For group 1, the amount of connective tissue was 48.8 ± 5.4% in the pristine bone region, 52.3 ± 9.9% in the intermediate region, and 55.1 ± 22.1% in the apical region ( P > 0.05). For group 2, the amounts were 56.8 ± 9.9% in the pristine bone region, 60.1 ± 13.9% in the intermediate region, and 55.5 ± 9.2% in the apical region ( P > 0.05). The amount of connective tissue found in group 3 was 55.1 ± 13.6% in the pristine bone region, 65.0 ± 10.2% in the intermediate region, and 50.2 ± 14.5% in the apical region ( P > 0.05) ( Table 2 ).

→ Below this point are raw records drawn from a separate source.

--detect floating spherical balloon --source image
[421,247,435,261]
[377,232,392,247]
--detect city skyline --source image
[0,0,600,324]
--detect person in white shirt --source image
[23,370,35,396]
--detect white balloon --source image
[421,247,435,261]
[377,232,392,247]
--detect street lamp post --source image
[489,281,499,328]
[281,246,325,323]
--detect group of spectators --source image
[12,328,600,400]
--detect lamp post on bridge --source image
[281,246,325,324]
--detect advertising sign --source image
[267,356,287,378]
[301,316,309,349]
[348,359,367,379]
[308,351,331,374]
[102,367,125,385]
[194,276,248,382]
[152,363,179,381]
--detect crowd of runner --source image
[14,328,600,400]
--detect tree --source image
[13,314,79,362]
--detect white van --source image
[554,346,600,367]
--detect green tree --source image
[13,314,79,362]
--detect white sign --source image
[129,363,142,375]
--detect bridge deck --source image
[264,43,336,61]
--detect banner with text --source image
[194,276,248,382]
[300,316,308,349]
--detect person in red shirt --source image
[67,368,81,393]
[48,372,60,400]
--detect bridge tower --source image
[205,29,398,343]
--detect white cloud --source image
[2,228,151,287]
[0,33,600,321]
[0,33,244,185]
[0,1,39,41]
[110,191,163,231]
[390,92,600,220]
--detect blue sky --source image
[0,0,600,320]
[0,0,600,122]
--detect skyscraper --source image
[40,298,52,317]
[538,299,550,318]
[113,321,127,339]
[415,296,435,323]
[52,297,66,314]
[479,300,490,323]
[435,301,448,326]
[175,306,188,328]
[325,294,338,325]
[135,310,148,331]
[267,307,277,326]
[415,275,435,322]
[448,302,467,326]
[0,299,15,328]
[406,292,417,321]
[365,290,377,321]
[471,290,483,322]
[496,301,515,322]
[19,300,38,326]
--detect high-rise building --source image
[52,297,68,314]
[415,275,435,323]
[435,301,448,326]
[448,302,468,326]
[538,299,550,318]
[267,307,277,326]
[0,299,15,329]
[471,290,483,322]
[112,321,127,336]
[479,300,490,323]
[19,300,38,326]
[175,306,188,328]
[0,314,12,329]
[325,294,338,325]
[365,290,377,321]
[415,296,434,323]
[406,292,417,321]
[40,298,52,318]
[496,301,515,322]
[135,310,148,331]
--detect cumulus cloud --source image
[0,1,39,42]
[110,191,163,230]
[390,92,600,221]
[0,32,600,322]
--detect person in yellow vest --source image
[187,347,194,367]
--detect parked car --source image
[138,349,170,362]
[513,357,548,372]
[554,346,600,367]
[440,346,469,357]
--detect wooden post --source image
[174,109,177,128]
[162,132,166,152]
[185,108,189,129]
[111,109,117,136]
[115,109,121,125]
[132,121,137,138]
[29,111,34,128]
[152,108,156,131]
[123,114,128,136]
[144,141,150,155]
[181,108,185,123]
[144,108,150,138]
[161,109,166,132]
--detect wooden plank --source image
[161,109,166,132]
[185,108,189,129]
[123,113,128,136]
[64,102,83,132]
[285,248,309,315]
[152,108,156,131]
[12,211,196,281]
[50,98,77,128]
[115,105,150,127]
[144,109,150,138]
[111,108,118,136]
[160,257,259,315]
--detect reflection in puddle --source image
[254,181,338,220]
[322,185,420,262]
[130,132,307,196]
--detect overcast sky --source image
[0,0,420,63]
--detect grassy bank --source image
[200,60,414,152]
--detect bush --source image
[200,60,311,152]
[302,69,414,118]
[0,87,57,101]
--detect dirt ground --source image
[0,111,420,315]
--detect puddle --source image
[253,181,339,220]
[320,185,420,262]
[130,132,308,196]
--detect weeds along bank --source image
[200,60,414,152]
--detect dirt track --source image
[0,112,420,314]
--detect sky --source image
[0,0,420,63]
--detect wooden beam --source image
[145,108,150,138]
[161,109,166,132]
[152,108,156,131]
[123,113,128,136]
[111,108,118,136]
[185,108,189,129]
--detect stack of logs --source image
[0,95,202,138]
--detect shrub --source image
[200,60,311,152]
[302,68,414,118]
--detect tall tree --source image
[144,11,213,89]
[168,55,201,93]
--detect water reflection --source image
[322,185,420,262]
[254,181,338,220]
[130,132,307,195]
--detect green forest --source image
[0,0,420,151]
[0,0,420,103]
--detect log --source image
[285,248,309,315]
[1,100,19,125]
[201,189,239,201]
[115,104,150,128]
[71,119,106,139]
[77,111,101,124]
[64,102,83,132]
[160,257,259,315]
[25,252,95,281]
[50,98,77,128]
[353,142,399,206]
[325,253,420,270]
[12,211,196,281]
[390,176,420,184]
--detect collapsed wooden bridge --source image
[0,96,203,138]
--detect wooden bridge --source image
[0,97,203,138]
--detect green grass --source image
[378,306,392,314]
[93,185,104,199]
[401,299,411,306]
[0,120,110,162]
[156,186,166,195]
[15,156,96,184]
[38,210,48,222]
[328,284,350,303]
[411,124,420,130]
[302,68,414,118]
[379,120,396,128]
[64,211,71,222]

|Region||Group 1 (%) A||Group 2 (%) A||Group 3 (%) A|
|Pristine bone||48.8 ± 5.4 a||56.8 ± 9.9 b||55.1 ± 13.6 c|
|Intermediate||52.3 ± 9.9 a||60.1 ± 13.9 b||65.0 ± 10.2 c|
|Apical||55.1 ± 22.1 a||55.5 ± 9.2 b||50.2 ± 14.5 c|
A single evaluator assigned the scores for the two proteins probed in the three groups. In group 1, the intensity was low (‘1’) for preosteoblastic cells immunostained for RUNX2 in connective tissue in the pristine bone, intermediate, and apical regions ( Fig. 8 ). For group 2, immunostaining for RUNX2 was moderate (‘2’) in all regions, with cells presenting an osteoblastic phenotype next to the periphery bone and in the connective tissue ( Fig. 9 ). In group 3, a low (‘1’) level of RUNX2-positive staining was observed in all regions ( Fig. 10 ) ( Table 3 ).